Abstract

Dopamine (DA) holds a predominant role in the regulation of prolactin (PRL) secretion. Through a direct effect on anterior pituitary lactotrophs, DA inhibits the basally high-secretory tone of the cell. It accomplishes this by binding to D2 receptors expressed on the cell membrane of the lactotroph, activation of which results in a reduction of PRL exocytosis and gene expression by a variety of intracellular signalling mechanisms. The hypothalamic dopaminergic neurons, which provide DA to the anterior pituitary gland, are themselves regulated by feedback from PRL through a 'short-loop feedback mechanism'. A variety of other modulators of prolactin secretion act at the hypothalamic level by either disinhibition of the dopaminergic tone (e.g. serotonin, GABA, oestrogens and opioids) or by reinforcing it (e.g. substance P).
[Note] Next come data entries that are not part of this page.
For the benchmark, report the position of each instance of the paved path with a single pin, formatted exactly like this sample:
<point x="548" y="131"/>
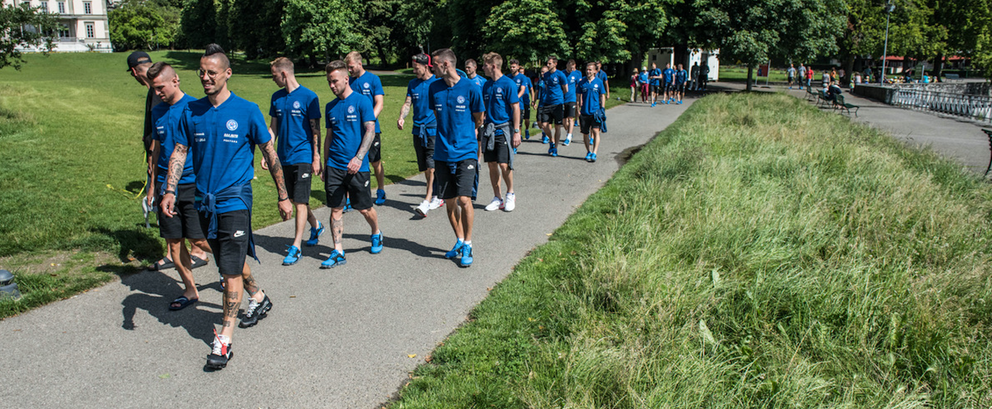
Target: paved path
<point x="336" y="338"/>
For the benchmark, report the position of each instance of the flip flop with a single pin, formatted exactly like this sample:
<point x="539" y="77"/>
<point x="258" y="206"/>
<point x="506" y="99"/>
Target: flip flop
<point x="163" y="266"/>
<point x="183" y="303"/>
<point x="197" y="262"/>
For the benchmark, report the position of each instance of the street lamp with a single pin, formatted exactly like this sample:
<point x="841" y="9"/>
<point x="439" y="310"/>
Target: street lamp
<point x="889" y="8"/>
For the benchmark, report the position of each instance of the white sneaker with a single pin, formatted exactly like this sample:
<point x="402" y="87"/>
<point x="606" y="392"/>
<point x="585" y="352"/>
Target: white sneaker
<point x="423" y="208"/>
<point x="436" y="203"/>
<point x="495" y="204"/>
<point x="510" y="203"/>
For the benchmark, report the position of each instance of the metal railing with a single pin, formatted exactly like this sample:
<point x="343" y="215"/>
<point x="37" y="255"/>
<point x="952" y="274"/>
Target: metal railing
<point x="977" y="107"/>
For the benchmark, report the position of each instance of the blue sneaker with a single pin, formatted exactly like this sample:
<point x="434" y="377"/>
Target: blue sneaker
<point x="336" y="259"/>
<point x="466" y="255"/>
<point x="314" y="235"/>
<point x="455" y="251"/>
<point x="293" y="257"/>
<point x="377" y="243"/>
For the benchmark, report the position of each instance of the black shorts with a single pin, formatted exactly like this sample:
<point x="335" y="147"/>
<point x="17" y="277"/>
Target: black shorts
<point x="500" y="152"/>
<point x="425" y="154"/>
<point x="231" y="245"/>
<point x="456" y="179"/>
<point x="569" y="110"/>
<point x="184" y="224"/>
<point x="338" y="182"/>
<point x="551" y="114"/>
<point x="375" y="151"/>
<point x="298" y="182"/>
<point x="587" y="123"/>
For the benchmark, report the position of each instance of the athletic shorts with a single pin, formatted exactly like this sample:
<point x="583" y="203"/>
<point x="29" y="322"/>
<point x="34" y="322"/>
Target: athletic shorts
<point x="456" y="179"/>
<point x="569" y="110"/>
<point x="185" y="224"/>
<point x="500" y="152"/>
<point x="298" y="182"/>
<point x="375" y="151"/>
<point x="230" y="248"/>
<point x="587" y="122"/>
<point x="338" y="182"/>
<point x="425" y="154"/>
<point x="551" y="114"/>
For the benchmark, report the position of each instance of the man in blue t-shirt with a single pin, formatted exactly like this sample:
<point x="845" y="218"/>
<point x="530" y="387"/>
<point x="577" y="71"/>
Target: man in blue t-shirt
<point x="295" y="113"/>
<point x="502" y="121"/>
<point x="553" y="100"/>
<point x="524" y="93"/>
<point x="669" y="83"/>
<point x="350" y="120"/>
<point x="175" y="230"/>
<point x="655" y="76"/>
<point x="220" y="133"/>
<point x="573" y="76"/>
<point x="424" y="127"/>
<point x="369" y="85"/>
<point x="459" y="111"/>
<point x="591" y="101"/>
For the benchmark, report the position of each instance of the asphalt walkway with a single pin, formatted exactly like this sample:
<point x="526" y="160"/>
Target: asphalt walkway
<point x="341" y="338"/>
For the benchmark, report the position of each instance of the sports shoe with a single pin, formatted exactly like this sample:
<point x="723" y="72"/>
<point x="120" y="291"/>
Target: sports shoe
<point x="314" y="235"/>
<point x="436" y="202"/>
<point x="466" y="255"/>
<point x="423" y="208"/>
<point x="510" y="203"/>
<point x="376" y="243"/>
<point x="495" y="204"/>
<point x="293" y="257"/>
<point x="221" y="352"/>
<point x="336" y="259"/>
<point x="256" y="311"/>
<point x="455" y="251"/>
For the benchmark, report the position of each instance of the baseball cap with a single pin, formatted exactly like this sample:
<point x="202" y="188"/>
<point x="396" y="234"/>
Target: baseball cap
<point x="422" y="59"/>
<point x="137" y="58"/>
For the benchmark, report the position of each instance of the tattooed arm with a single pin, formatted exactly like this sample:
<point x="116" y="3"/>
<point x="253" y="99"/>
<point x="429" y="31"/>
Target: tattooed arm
<point x="275" y="168"/>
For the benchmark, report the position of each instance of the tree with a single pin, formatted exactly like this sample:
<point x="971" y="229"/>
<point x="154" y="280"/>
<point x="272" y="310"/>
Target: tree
<point x="21" y="27"/>
<point x="137" y="24"/>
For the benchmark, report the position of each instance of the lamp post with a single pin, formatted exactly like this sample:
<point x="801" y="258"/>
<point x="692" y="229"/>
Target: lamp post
<point x="889" y="7"/>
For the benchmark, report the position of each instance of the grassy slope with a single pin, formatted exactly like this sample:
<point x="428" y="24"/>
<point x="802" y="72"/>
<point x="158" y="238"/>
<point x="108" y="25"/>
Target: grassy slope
<point x="758" y="253"/>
All typical antipsychotic medications are associated with sustained hyperprolactinaemia due to their high affinity for the D2 receptor and their slow dissociation from the receptor once bound, but atypicals differ quite dramatically in their propensity to cause prolonged high prolactin levels. Of those atypicals that are associated with prolactin elevation, the main causative factor appears to be a higher peripheral-to-central dopamine receptor potency of either the parent drug or its active metabolite (e.g. risperidone, 9-hydroxy-risperidone and amisulpride). Antipsychotics that easily cross the blood-brain barrier and exhibit fast dissociation from the dopamine receptor once bound do not result in sustained hyperprolactinaemia.